Wir gehen mit unseren Füßen bis zu 10.000 Schritte am Tag, was sie zum meist beanspruchten Körperteil macht. Je nach Beruf stehen wir zwischen 25% und 50% unserer Lebenszeit auf ihnen und 90.000 Schweißdrüsen sorgen für eine Temperaturregulierung und nebenbei auch für den unangenehmen Geruch. Alleine durch diese Merkmale haben unsere Füße eine gute Behandlung absolut notwendig. Wir geben Ihnen Tipps & Tricks rund um die richtige Fußpflege.

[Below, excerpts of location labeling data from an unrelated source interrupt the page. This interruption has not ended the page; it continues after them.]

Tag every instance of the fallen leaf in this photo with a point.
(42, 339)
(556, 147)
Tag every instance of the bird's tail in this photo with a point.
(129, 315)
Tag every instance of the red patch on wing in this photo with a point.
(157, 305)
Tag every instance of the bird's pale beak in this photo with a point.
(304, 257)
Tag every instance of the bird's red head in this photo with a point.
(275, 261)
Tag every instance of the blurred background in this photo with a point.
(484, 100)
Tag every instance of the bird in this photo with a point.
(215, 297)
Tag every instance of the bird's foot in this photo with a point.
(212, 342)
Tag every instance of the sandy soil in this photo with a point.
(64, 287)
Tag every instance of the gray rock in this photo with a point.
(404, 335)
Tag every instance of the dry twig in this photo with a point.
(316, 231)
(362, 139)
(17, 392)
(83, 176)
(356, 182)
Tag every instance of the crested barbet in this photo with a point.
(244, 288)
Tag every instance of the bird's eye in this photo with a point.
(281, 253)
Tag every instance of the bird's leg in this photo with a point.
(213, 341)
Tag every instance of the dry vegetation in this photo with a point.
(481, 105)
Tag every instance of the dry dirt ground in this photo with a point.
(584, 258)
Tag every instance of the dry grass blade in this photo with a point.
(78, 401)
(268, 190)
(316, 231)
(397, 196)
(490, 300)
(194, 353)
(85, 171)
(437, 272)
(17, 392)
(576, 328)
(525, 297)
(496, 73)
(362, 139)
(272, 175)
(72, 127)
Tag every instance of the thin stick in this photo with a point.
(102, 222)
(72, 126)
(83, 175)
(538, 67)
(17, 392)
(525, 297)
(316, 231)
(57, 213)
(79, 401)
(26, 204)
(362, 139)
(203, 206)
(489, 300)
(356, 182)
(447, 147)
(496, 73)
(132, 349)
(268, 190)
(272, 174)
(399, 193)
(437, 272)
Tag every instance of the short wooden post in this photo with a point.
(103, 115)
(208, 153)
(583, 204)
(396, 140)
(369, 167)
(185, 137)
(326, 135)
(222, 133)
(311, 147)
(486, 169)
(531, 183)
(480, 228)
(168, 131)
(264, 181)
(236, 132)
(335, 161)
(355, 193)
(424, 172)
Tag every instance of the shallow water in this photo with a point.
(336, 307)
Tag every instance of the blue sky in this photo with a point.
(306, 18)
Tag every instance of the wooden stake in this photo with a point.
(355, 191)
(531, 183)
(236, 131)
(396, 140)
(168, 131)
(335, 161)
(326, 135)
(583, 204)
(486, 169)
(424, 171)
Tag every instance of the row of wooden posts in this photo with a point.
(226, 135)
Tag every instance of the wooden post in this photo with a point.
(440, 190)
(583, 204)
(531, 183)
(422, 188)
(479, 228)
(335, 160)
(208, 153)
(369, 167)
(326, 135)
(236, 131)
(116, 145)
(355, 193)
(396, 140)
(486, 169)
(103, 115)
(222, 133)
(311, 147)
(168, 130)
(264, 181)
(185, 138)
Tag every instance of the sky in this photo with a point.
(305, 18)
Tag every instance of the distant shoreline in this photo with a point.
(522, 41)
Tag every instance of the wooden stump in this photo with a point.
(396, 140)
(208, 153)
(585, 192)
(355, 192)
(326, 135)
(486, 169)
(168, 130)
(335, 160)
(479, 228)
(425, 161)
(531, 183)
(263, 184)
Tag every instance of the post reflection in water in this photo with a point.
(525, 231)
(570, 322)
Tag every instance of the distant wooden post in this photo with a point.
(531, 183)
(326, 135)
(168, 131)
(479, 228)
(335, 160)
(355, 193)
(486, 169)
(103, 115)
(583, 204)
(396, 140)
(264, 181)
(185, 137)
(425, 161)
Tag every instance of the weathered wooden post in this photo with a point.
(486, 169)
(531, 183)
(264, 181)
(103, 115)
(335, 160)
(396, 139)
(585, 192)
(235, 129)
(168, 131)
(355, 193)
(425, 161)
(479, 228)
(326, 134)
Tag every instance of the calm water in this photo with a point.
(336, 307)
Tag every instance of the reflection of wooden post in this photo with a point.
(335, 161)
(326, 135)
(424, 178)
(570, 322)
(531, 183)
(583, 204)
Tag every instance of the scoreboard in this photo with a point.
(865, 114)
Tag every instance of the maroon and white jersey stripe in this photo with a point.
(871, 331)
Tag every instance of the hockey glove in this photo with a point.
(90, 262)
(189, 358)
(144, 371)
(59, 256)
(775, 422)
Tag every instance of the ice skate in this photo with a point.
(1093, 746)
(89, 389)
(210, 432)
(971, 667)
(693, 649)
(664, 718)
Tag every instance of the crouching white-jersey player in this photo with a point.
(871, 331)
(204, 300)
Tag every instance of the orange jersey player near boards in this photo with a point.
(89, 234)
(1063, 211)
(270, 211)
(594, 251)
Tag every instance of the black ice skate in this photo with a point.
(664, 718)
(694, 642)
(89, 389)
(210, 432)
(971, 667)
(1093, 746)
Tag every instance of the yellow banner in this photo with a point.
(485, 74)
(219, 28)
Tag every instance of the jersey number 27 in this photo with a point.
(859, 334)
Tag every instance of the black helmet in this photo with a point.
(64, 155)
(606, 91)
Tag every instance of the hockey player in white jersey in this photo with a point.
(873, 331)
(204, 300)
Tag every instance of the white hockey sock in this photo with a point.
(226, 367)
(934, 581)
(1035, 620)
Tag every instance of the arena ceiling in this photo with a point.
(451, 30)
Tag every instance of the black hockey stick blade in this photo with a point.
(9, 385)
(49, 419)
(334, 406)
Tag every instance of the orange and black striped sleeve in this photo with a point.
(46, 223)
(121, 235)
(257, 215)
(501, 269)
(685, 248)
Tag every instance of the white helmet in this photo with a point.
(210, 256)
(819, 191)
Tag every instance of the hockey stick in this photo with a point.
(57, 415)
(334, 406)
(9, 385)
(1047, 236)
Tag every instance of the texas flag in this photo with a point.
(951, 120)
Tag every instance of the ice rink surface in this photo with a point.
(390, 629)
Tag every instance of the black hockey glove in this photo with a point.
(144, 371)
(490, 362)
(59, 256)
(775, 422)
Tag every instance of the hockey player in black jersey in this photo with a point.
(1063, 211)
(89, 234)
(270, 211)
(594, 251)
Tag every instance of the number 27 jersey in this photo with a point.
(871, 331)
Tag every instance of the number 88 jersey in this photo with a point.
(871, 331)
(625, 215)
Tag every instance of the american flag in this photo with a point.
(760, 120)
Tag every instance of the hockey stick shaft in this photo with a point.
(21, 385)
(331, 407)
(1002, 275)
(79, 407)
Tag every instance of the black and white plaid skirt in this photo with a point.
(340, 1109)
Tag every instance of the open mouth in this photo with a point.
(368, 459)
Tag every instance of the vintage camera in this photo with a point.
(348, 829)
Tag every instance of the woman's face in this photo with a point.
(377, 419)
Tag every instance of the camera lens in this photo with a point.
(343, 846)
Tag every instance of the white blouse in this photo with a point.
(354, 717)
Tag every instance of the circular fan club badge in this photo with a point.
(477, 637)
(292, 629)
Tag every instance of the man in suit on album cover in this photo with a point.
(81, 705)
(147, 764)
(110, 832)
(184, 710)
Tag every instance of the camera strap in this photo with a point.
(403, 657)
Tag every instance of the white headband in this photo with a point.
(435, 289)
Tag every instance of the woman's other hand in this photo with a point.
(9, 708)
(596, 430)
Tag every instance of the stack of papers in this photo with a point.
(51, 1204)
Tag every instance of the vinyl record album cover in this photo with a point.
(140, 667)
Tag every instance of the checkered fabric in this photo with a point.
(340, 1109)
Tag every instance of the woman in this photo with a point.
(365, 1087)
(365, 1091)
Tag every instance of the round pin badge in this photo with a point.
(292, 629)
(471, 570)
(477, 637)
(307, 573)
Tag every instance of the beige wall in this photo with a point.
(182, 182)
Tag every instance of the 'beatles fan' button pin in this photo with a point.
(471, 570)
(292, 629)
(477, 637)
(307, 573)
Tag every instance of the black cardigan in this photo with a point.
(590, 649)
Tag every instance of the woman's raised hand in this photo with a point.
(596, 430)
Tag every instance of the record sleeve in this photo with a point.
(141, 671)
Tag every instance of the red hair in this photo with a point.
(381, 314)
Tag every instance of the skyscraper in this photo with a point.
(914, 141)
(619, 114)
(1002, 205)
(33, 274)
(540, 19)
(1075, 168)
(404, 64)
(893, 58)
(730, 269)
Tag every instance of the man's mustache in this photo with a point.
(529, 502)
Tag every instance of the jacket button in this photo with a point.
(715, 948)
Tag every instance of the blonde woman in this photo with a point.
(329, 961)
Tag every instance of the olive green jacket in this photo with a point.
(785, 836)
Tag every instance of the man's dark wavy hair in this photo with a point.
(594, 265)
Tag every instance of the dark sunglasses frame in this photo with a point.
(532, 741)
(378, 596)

Fußpflege richtig machen für Zuhause

Füße sind belastbar und trotzdem pflegeleicht. Die Fußpflege daheim kann in vier Schritte unterteilt werden: Bad, Behandlung mit Bimsstein, Nägelschneiden, Einreiben.

1. Bad:

Füße können durch ein warmes Bad entspannen. In das Wasser, welches eine Temperatur unter 38 °C haben sollte, können ätherische Öle aus Menthol oder Latschenkiefer zur Erfrischung gegeben werden.

2. Behandlung mit Bimsstein

Anschließend sollte der aufgeweichte Fuß mit einem Bimsstein behandelt werden. Dazu den Fuß gut abtrocknen und mit dem Stein die Fußunterseite vorsichtig abhobeln, damit überschüssige Hornhaut entfernt wird.

3. Nägelschneiden

Mit einer Nagelzange werden die Kuppen weggeknipst. Im Gegensatz zu den Händen sollten die seitlichen Nägel stehen bleiben, damit keine Ecken einwachsen können. Ebenfalls lassen sich Nagelhäute zurückschieben, um den Nägeln einen schöneren Look zu verleihen.

4. Einreiben

Abschließend werden die Füße mit einer harnstoffhaltigen Creme eingerieben, die den Rückfettungseffekt mindert. Eine weitere Lotion sorgt mit dem Inhaltsstoff Salicylsäure für die Rückbildung der Hornhaut.

Fußpflege durch den Profi

Lassen Sie sich gerne verwöhnen, ist eine Fusspflege bzw. Pediküre durch ein professionelles Kosmetikstudio das richtige für Sie. Die oben beschriebene Basisbehandlung kostet 28 Euro. Das Lackieren der Nägel schlägt noch einmal mit 10 Euro zu Buche und wird ein Luxuspaket mit Peeling und Massage gewünscht, zahlt der Kunde für das Komplettangebot schnell 100 Euro. Da das Verwöhnprogramm in einem solchen Fall im Vordergrund steht, kann aber auch diese Art der Fußpflege ab und an durchgeführt werden.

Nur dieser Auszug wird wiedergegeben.